TD Securities: After $30, $50 silver is indeed the next target
It was a bold thing for us to say that $50 is the next level to watch for silver after $30, but we went there. Now, some notable experts are saying the same, along with outlining some fundamentals that are screaming silver!
Daniel Ghali, TD Securities’ senior commodity strategist, had this to say about the matter:
The last time silver prices broke through $30/oz, it traded to $50/oz in less than ten weeks.
We didn’t just make that number up, but while Ghali is very bullish on silver, we’ll still introduce a few caveats.
Silver is unpredictable, volatile, arguably manipulated, and had been rather disappointing recently.
If silver could stay $28 when gold was $2,300, who’s to say it wouldn’t drop to $20 when gold is $2,600? (No, this makes no sense!)
But all of this is inconsequential because silver essentially has to go up. The gold/silver ratio tells us as much, as do many other things. Silver has never stayed this undervalued compared to gold, and any time it has approached these levels, the correction to the upside was massive.
Historical precedent doesn’t lie – but it’s not a guarantee. “Past performance does not equate to future results,” as financial advisors love to say… Still, the pent-up price explosion seems inevitable. We think it’s little more than a waiting game.
Speaking of history, all those times silver corrected explosively weren’t accompanied by the kind of fundamentals we have now. The Silver Institute said last month that we’re on track for a supply deficit of 215.3 million ounces this year, the second-largest in more than 20 years.
But Ghali adds an interesting twist to the idea, suggesting that renewed investor interest could balloon the deficit even further, as any kind of mass interest in silver places a massive strain on the LBMA. London’s physical silver supply has already declined 5% this year and hasn’t recovered from the astonishing 30% decline during the 2021 silver squeeze.
Financial derivatives are infamous for price manipulation, and silver’s derivatives almost beggar belief. In 2016, there were 517 claims of ownership for every single ounce of silver bullion!
This is one the reasons we say, “If you can’t see it, you don’t own it.”
That 517-1 ratio is actually a conservative figure, because a more comprehensive survey of traders would undoubtedly produce an even larger figure.
So what happens when people try to turn their futures contracts into a request for physical delivery?

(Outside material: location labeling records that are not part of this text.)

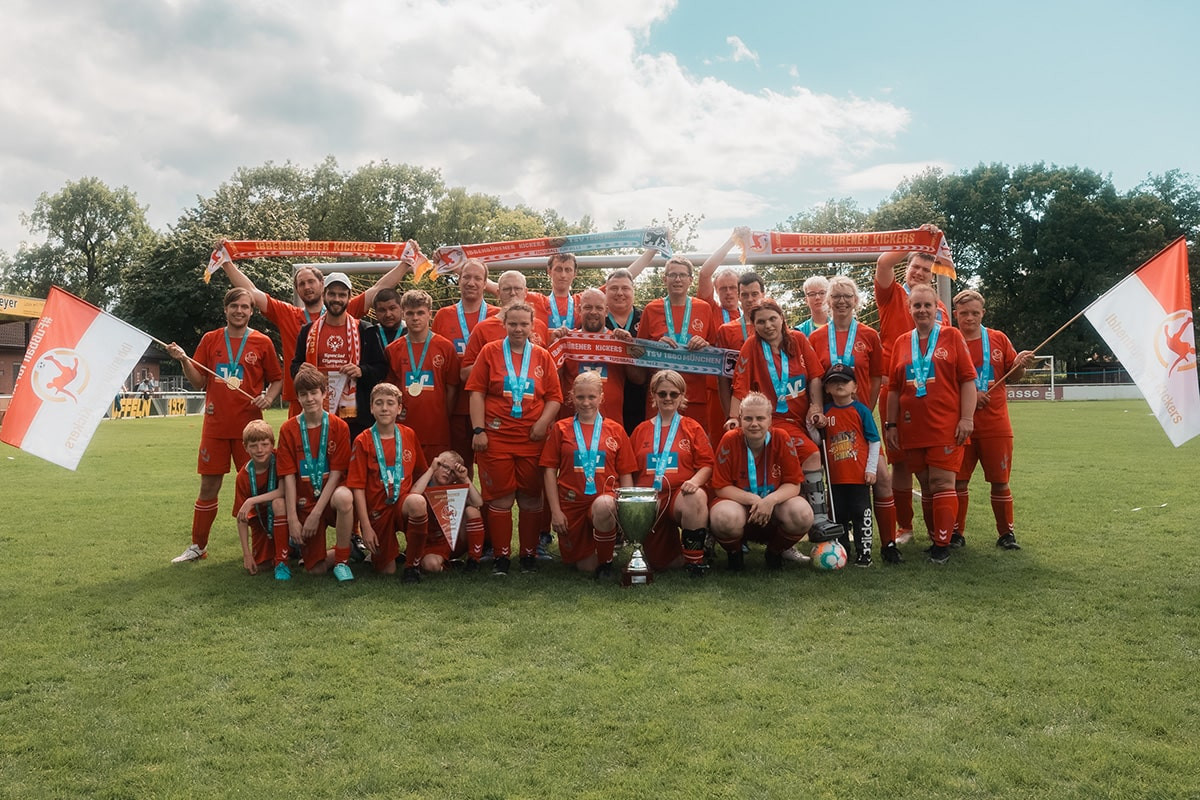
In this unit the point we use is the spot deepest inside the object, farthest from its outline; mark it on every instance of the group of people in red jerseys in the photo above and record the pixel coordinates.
(784, 450)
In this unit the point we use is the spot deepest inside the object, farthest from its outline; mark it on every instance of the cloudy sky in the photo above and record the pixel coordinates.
(745, 113)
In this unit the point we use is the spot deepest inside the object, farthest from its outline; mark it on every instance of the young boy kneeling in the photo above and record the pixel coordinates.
(385, 458)
(258, 504)
(313, 456)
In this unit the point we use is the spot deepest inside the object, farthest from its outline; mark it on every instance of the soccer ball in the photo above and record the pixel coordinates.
(828, 555)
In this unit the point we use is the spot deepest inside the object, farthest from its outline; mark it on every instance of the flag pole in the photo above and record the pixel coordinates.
(237, 389)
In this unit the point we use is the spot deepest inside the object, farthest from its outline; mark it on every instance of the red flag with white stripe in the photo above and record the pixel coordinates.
(77, 360)
(1146, 319)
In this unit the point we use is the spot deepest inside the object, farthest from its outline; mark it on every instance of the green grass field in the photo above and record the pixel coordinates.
(1067, 669)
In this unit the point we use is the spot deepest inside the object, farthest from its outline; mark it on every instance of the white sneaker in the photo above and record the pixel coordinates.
(792, 554)
(193, 553)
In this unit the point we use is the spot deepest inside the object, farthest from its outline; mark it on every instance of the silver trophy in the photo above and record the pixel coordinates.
(637, 509)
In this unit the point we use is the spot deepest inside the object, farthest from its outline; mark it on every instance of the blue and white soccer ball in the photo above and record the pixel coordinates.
(828, 555)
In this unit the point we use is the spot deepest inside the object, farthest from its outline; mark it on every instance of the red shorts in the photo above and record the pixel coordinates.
(995, 453)
(804, 446)
(385, 521)
(580, 541)
(461, 437)
(948, 458)
(215, 455)
(502, 471)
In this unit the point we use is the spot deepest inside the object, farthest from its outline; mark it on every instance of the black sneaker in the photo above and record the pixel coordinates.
(1008, 542)
(736, 560)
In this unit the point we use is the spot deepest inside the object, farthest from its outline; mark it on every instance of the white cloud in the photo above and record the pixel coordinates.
(885, 178)
(741, 52)
(551, 103)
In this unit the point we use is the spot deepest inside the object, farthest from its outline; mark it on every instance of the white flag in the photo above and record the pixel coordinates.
(1146, 319)
(77, 360)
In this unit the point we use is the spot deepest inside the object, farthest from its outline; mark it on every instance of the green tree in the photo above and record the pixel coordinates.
(91, 232)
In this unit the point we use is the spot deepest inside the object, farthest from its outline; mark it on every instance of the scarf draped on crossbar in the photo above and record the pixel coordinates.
(451, 258)
(777, 242)
(237, 251)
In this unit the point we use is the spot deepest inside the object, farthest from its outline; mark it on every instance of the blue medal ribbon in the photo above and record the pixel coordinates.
(984, 373)
(415, 367)
(315, 468)
(753, 470)
(270, 487)
(394, 475)
(514, 382)
(683, 336)
(663, 453)
(847, 355)
(461, 344)
(559, 320)
(923, 362)
(780, 384)
(588, 458)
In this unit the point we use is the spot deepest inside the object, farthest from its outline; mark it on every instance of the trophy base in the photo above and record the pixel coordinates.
(637, 571)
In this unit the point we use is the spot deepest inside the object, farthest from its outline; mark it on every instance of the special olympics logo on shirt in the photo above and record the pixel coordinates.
(60, 376)
(1175, 343)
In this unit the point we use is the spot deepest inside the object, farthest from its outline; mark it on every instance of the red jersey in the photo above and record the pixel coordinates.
(867, 353)
(775, 465)
(895, 319)
(426, 410)
(288, 320)
(364, 473)
(653, 325)
(689, 453)
(227, 410)
(993, 420)
(243, 489)
(930, 421)
(733, 335)
(553, 311)
(753, 374)
(563, 453)
(492, 330)
(491, 378)
(849, 435)
(289, 455)
(447, 323)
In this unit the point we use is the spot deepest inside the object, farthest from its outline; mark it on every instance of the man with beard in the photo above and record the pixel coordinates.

Both this and Ghali’s comments reinforce the idea we went over earlier this month, which is that industry might end up competing with investors for silver. As we mentioned, it’s no big deal for an auto manufacturer to bid up silver’s price to double (even if it means luring investors into profit-taking).
This creates an even greater deficit, however, as the silver in question goes from liquid and fungible bullion into a vehicle that may or may not get recycled.
We’re thrilled by gold’s fundamentals, but so long as the solar and EV industries hold up, the fundamentals of silver are even more promising.